When I go outside in my own backyard, I see the lush green of Spring, but I have no trouble getting into Agatha’s shoes and following her into her own English Garden right smack in the middle of winter. I know that her husband, the avid gardener, died two years ago and the garden is in a state of disrepair. Winter tufts of brown grass and a small mulberry seedling are growing up between the flagstone squares, trying not to disturb the serene setting. The pump on the fountain quit working shortly after Charlie died and the water that’s left in the bowl by a recent rain is colored a murky brown from the leaves that have fallen from the trees. Agatha breathes a heavy sigh as she looks at what has become of Charlie’s garden. She can only do so much, she thinks, still a little angry at him for dying. Then a new thought enters her mind. A gardener, when Spring comes she will hire a gardener! Why had she not thought of that before?

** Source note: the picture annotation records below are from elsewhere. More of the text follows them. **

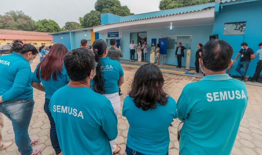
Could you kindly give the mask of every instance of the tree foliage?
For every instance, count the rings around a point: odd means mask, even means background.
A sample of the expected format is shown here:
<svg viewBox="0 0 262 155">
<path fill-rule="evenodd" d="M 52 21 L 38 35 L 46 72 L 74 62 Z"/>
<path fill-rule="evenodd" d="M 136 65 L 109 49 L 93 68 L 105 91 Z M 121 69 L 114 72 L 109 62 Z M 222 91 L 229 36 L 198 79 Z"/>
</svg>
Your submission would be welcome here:
<svg viewBox="0 0 262 155">
<path fill-rule="evenodd" d="M 79 23 L 73 21 L 67 22 L 63 27 L 64 30 L 68 31 L 73 29 L 79 29 L 81 28 Z"/>
<path fill-rule="evenodd" d="M 95 4 L 95 11 L 92 10 L 83 17 L 80 17 L 80 24 L 83 28 L 92 27 L 101 24 L 101 14 L 110 13 L 124 16 L 133 15 L 127 6 L 121 6 L 118 0 L 97 0 Z"/>
<path fill-rule="evenodd" d="M 36 31 L 38 32 L 51 33 L 57 32 L 61 29 L 55 21 L 46 19 L 38 20 L 35 24 Z"/>
<path fill-rule="evenodd" d="M 161 0 L 159 9 L 164 10 L 174 9 L 214 2 L 215 0 Z"/>
</svg>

And where does my character go from there? I make it up as I go along, but wait, I just had another thought.  Agatha is only sixty years old. She’s not dead yet! As she thinks about the gardener she will hire, she decides he must be easy on the eyes. Be careful, Agatha. Don't go there. We're writing a nice clean book.

See how quickly our imaginations can lead us off track? But the amazing thing is that we can merge our minds with our characters and a book is written. I still don't understand how. And we know we had to be a little bit crazy in the first place to have ever wanted to write a book because, by the end of the story, we've begun to act a whole lot like our character, good or bad!

1 comment:

  1. That's so interesting, Glenda. How lovely to be living in the world habited by your characters. I just think you're very clever!